Они продолжали идти берегом озера, то шагая под сенью склонявшихся над водой деревьев, то подымаясь на небольшие, поросшие травою холмы, откуда окрестности открывались во всем их великолепии. Мсье Верней часто останавливался, очарованный, чтобы получше рассмотреть и приметить наиболее красивые картины, а Ла Люк, довольный восхищением своего друга, с особенным чувством оглядывал то, что уже столько раз его чаровало. Однако в тоне его голоса и выражении лица присутствовала нежная меланхолия, вызванная воспоминаниями о том, как часто он видел эти сцены, деля восторги с той, которая давно уже попрощалась с ними навеки.
Оставив берег озера, они подымались теперь тропою, которая извивалась по крутому склону, и после часовой прогулки вышли на вершину зеленого холма, выделявшегося среди обступивших его голых скал, как цветок средь шипов. Это место будто создано было для восторгов уединения; оно навевало тихую нежность, столь любезную чувствительной душе, и вызывало в памяти былые печали, смягченные временем и полюбившиеся сердцу благодаря частому к ним обращению. Внизу в расселине рос дикий кустарник, а высокие сосны и кедры, шелестевшие над головой, предлагали меланхолическую и романтичную тень.

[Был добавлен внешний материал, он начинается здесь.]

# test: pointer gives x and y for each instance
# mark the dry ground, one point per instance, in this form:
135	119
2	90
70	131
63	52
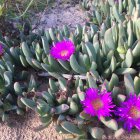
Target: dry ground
22	128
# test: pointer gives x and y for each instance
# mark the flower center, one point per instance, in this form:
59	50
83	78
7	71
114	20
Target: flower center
134	112
1	51
97	104
64	53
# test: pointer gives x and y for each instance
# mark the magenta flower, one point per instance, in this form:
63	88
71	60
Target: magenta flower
63	50
129	112
1	50
97	104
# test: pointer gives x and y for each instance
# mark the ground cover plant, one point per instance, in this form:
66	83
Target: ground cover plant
92	72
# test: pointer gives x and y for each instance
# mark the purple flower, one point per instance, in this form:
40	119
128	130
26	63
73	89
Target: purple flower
63	50
129	112
97	104
1	50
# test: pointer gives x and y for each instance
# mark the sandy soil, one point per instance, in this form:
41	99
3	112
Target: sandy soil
63	14
22	128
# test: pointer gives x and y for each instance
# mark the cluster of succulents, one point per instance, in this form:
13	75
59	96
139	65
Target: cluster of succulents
93	73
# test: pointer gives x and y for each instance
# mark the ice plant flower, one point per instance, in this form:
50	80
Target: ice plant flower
97	103
63	50
129	112
1	50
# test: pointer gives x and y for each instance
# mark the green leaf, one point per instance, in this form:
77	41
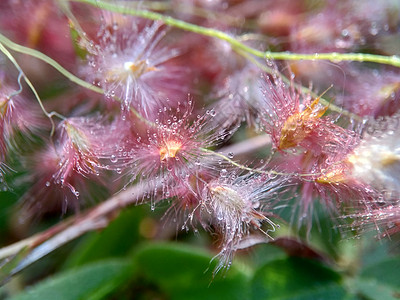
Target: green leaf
89	282
184	272
380	280
296	278
115	241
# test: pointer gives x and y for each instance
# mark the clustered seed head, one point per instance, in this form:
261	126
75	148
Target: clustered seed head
169	143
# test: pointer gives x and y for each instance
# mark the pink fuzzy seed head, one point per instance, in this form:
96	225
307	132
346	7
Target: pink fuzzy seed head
238	206
171	150
133	65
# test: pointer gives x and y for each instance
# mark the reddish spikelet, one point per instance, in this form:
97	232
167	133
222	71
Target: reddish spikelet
14	117
375	161
236	206
64	166
132	66
171	150
385	220
371	92
292	123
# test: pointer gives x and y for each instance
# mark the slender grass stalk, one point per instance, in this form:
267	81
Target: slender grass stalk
236	44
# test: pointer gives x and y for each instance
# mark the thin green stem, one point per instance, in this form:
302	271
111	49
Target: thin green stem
28	51
29	83
25	50
333	56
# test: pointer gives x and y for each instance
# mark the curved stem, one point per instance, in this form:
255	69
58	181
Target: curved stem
333	56
32	52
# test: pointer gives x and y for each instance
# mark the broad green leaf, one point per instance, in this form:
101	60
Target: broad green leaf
89	282
114	241
296	278
183	272
373	290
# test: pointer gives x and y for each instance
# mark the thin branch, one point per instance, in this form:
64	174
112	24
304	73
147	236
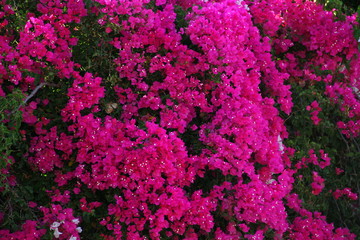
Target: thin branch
28	97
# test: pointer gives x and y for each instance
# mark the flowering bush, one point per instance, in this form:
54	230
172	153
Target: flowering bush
176	119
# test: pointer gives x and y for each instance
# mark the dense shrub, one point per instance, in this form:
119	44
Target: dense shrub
174	119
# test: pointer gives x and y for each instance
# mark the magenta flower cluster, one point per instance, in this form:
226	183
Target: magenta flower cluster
207	86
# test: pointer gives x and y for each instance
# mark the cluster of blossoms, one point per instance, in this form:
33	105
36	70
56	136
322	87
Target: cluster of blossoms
188	106
345	192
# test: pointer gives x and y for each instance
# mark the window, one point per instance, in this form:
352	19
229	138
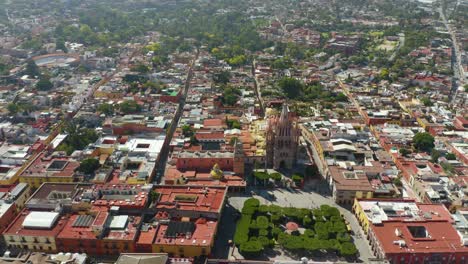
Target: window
418	231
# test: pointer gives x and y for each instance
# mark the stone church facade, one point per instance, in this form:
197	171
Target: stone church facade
282	139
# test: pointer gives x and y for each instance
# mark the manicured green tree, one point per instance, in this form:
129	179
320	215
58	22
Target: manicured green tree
265	241
275	232
347	249
343	237
262	222
262	177
263	232
309	233
423	141
252	248
276	218
88	166
275	209
263	209
307	221
252	202
276	176
451	156
404	151
44	84
242	230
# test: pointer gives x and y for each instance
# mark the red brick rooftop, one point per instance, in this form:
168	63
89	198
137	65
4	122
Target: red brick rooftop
208	199
443	238
203	235
85	232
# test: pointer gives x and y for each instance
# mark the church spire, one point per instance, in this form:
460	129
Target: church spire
284	113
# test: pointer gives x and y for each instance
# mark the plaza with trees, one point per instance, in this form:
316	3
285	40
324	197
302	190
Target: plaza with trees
299	231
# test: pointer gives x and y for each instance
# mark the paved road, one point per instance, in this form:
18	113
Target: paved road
458	72
257	88
401	43
309	199
164	154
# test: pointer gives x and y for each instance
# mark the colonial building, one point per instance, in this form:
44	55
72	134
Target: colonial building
282	139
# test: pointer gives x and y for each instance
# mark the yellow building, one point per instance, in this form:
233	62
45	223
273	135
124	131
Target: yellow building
34	231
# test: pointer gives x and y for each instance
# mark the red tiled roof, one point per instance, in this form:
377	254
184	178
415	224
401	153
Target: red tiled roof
203	235
206	200
444	238
212	122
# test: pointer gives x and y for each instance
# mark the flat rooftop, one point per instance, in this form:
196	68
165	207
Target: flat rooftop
51	166
81	226
17	226
203	235
49	194
422	237
191	198
378	211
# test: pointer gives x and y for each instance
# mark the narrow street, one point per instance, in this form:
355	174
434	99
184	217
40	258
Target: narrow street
458	73
258	94
164	154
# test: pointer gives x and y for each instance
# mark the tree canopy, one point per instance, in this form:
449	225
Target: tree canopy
423	141
89	165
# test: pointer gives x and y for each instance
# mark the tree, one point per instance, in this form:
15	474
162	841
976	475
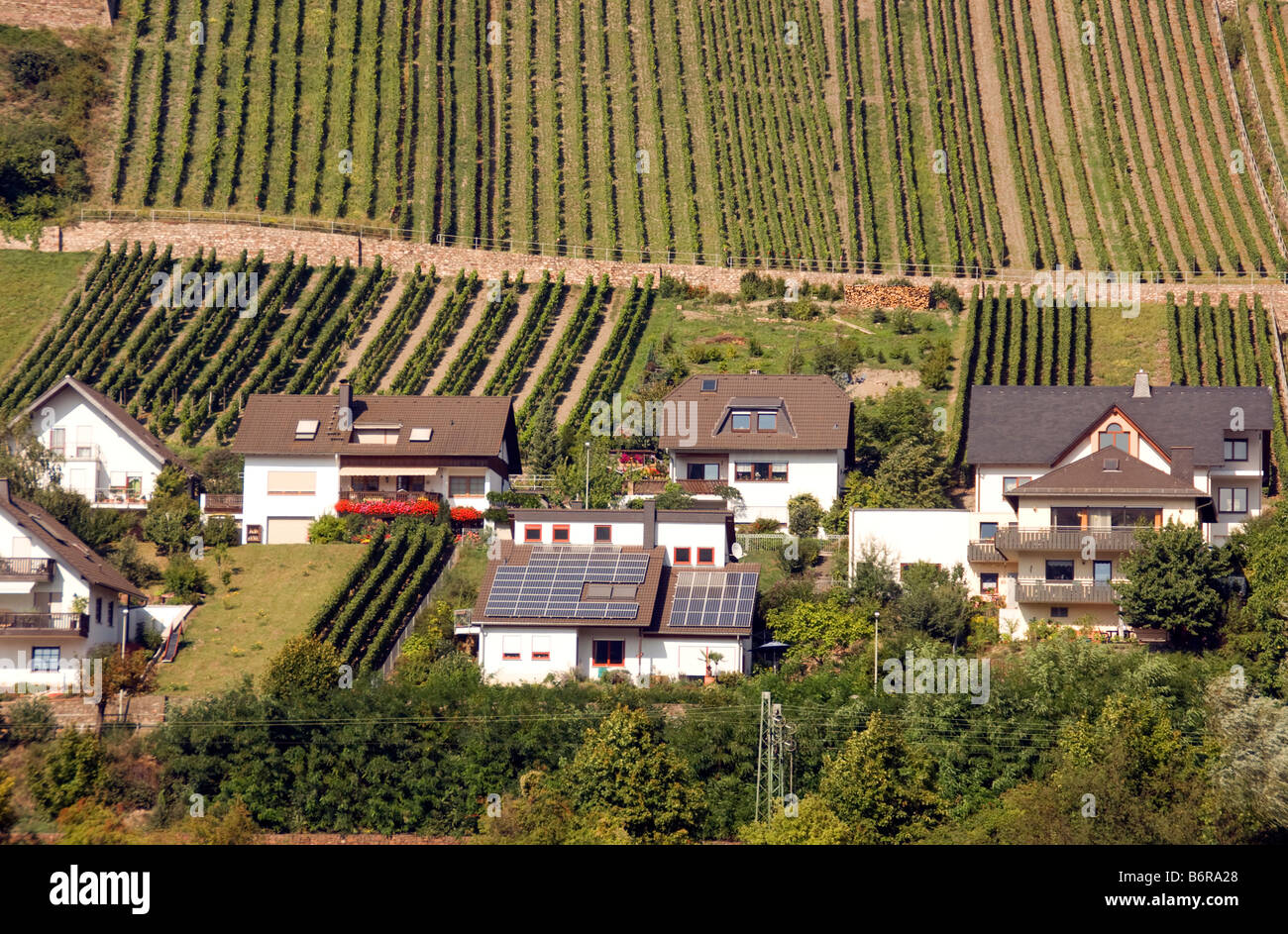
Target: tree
623	772
605	483
674	496
132	674
1258	630
935	600
879	786
815	628
542	451
304	669
804	513
1173	582
71	771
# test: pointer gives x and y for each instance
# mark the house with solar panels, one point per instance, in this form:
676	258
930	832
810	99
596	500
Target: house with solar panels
769	437
643	592
58	598
1063	479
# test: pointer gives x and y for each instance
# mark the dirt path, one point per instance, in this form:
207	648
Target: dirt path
557	330
987	59
442	290
507	337
374	326
596	351
460	339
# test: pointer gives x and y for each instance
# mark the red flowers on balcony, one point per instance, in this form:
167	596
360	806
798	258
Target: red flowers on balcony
387	509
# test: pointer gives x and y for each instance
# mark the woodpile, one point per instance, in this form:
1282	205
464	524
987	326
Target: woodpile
868	295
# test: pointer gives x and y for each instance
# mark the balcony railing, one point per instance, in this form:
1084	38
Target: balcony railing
1065	591
39	624
1064	539
984	551
26	569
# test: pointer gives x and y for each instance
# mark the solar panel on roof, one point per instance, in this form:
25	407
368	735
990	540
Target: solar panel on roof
713	599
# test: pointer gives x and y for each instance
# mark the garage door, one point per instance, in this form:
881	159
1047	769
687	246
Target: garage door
288	531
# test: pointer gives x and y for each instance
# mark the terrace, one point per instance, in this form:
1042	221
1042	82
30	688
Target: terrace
26	570
44	624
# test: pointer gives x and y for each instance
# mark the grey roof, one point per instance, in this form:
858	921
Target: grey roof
1037	424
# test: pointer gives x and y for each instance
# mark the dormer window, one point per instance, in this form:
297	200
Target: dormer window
1115	436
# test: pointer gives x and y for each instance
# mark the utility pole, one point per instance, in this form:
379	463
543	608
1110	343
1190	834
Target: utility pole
876	639
777	745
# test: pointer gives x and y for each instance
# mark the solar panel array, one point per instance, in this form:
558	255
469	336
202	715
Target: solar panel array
550	583
713	599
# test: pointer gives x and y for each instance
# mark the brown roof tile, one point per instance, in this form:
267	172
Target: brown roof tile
463	425
814	412
59	540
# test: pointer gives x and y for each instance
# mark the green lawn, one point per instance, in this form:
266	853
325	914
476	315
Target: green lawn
274	591
1122	346
35	286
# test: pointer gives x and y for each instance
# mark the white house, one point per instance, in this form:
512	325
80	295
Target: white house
307	454
56	596
643	591
769	437
1064	475
107	457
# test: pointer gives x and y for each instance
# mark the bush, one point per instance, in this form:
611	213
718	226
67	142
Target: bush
804	514
185	579
222	530
31	720
327	530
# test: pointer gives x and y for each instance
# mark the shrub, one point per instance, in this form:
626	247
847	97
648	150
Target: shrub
185	579
327	530
804	513
31	720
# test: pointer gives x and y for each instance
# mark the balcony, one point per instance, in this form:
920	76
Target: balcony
1065	591
1064	539
984	551
44	624
26	570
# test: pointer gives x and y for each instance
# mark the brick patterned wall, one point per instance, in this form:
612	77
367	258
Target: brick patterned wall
68	14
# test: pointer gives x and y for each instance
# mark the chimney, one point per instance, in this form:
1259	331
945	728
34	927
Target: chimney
649	525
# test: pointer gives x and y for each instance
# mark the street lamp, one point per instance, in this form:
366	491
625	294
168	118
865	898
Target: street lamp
876	638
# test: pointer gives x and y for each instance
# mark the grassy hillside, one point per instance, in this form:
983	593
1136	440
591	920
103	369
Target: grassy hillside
945	132
275	590
35	286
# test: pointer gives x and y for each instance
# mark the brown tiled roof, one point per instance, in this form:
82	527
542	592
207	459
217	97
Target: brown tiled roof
1037	424
814	412
463	425
1096	475
664	621
68	549
114	412
514	554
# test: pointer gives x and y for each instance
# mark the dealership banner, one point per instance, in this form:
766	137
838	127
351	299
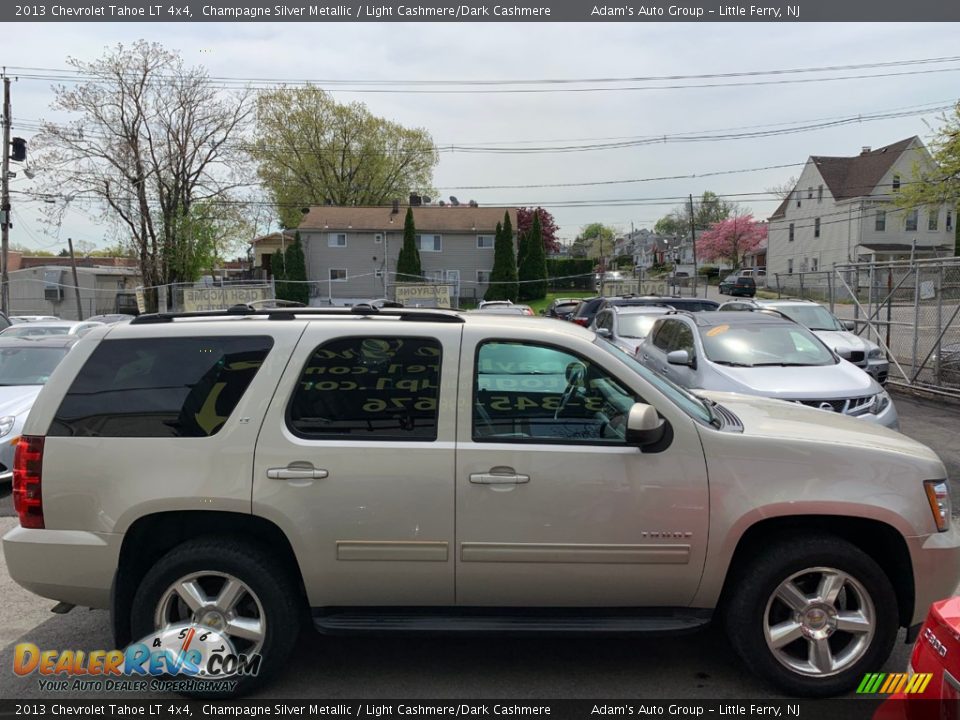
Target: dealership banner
505	709
791	11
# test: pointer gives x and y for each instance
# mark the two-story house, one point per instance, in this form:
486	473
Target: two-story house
842	210
351	252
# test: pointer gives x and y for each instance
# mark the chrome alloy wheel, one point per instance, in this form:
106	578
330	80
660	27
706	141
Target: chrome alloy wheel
819	622
218	601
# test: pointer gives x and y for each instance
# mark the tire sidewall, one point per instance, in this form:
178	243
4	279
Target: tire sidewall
272	589
746	613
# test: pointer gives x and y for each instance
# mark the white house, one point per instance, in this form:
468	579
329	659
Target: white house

Тишину нарушал здесь лишь легкий ветерок, проносившийся над деревьями, и одинокие трели птиц, селившихся среди скал.
Отсюда глазу представлялась обширная и величественная панорама Альп, вид которых наполняет душу чувством невыразимого благоговения и как бы подымает ее в вышние сферы. Деревня и замок Ла Люка были со всех сторон окружены горами — мирное прибежище от бурь, собиравшихся над их вершинами. Восторг поглотил все чувства мсье Вернея, и некоторое время он хранил глубокое молчание; наконец, преисполненный восхищения, он повернулся к Ла Люку, собираясь заговорить, и тут увидел, что он стоит поодаль возле простой могильной плиты, над которой склоняла ветви плакучая береза.